Moje pytanie dotyczy SR Wrocław-Krzyki. Aktualnie trwa rekrutacja na staż urzędniczy. Czy ktoś pracował na tym stanowisku i może coś więcej powiedzieć? Jaka panuje atmosfera?
Pracowałem tam krótko jako informatyk i szczerze to pierwsze miejsce gdzie na tak wymagające stanowisko, "wdrożenie" zaczęło i skończyło się na założeniem konta w AD (na pomoc z okręgu nie masz co liczyć, rzadko odbierają telefony, zwykle wcale) Od czasu zwolnienia się informatyka (który pracował tu od 10 lat) lista zaległości rosła i rosła (Pierwszego dnia byłem, więc pół roku do tyłu). Po zakończeniu bieżących modernizacji i instalacji nowych systemów, gdzie jak wiadomo informatyk jest potrzebny stale na miejscu, po 2 miesiącach dostałem wypowiedzenie bez wskazania powodu (niby niewielkie spóźnienia do pracy były przyczyną oraz okazjonalne opuszczenie budynku na co podczas rozmowy kwalifikacyjnej sam dyrektor przyzwolił). W rzeczywiści większość pilnych spraw została już załatwiona, więc mogli sobie na to pozwolić na szukanie kolejnego jelenia (i oszczędzić pieniądze w czasie szukania kolejnej osoby), który tylko będzie starał się nadrobić zaległości i zdobywał wiedzę a w najmniej spodziewanym momencie dostanie wypowiedzenie, "a mamy coś na niego" więc kolejny. Chyba pan dyrektor za bardzo czuje tęsknotę do przedniej epoki. Mocno odradzam niedoświadczony w pracy w administracji, nigdzie się jeszcze tak nie rozczarowałem poziomem podejścia do nowego pracownika. Z tego co udało mi się zaobserwować (bo feedback tu nie istnieje, nie ta epoka), to za 2 tysiące cebulionów chcą aby latać po całym sądzie w garniturze za kilka stów (oczywiście własnym) i szorować nim podłogi pod biurkami i między serwerami. Poza tym wiekowe sprzęty i chodzi to wszystko ledwo ledwo, ogólnie chaos.
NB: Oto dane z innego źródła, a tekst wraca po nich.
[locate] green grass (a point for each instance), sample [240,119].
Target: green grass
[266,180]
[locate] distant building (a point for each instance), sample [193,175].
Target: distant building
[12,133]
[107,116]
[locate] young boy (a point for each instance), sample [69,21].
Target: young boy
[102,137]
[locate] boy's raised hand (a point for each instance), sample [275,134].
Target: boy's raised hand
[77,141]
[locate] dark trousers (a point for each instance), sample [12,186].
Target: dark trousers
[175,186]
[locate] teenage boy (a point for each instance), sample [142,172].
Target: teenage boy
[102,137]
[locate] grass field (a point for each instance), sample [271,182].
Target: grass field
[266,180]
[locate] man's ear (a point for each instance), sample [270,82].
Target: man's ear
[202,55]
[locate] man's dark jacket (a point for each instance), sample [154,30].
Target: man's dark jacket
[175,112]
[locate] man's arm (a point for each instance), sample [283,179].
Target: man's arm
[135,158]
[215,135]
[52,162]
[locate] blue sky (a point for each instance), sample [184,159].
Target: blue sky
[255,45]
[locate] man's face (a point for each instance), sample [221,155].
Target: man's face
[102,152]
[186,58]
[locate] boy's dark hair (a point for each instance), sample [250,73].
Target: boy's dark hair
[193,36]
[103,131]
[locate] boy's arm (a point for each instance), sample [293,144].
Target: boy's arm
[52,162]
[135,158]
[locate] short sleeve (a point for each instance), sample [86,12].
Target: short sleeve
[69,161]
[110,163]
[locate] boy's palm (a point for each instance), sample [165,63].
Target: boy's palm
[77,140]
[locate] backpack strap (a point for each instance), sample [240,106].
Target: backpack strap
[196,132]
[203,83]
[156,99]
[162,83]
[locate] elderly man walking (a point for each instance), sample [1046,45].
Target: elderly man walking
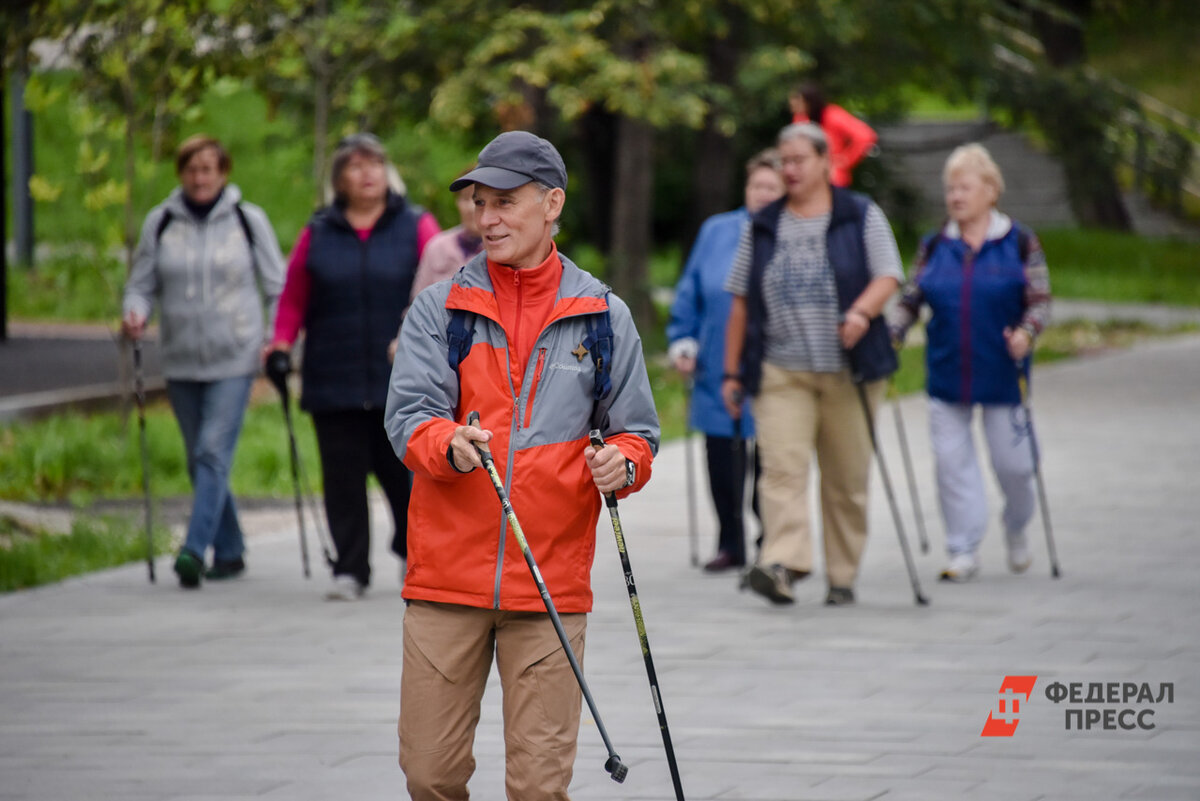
[514,336]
hej wszystkim z tego co wiem to teraz Sąd Rejonowy w Rybniku poszukuje stażysty- pracownika oddziału finansowego w Rybniku, widzę że opinie do tej pory nie były jakieś pozytywne aczkowiek byłby one wstawiane dosyć dawno temu więc mam nadzieję że coś od tamtego czasu się zmieniło oczywiście na lepsze..
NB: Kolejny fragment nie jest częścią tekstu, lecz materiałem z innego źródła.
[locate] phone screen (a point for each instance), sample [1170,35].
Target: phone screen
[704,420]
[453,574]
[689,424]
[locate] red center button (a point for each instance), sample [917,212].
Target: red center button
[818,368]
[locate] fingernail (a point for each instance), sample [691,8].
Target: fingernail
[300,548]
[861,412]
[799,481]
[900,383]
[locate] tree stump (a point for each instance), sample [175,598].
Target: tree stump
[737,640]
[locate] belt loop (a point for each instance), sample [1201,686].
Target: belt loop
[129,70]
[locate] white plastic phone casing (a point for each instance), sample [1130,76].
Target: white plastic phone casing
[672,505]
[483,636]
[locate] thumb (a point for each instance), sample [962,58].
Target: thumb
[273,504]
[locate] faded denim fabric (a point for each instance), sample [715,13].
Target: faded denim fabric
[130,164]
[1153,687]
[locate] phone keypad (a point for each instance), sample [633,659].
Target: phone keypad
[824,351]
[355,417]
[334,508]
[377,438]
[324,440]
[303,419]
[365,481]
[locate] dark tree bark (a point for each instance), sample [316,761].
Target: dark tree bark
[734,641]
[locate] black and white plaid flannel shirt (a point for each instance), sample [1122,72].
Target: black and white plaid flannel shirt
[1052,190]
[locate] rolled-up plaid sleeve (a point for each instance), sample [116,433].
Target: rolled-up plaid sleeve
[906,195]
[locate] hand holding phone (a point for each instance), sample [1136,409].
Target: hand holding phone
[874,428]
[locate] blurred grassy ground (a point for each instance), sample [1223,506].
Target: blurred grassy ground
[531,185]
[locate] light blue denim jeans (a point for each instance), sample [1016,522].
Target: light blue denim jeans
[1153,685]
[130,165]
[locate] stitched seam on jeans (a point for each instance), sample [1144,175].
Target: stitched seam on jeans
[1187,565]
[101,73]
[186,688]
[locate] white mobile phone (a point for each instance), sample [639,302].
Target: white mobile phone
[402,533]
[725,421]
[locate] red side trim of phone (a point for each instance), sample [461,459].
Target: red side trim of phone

Marna płaca, dużo obowiązków i bardzo duża odpowiedzialność. Nie szanują nowego pracownika, nie dają mu szans na rozwój i wymagają szybkości i bezbłędności wykonywania zadań jak od pracownika z 10letnim doświadczeniem. Wystarczy spędzić na korytarzu tego sądu jeden dzień żeby zobaczyć, że pracownicy żyją plotkami, obgadywaniem innych i tajnymi romansami.. porażka. Niby sąd.. ale jak to się mówi, pod latarnią jest najciemniej.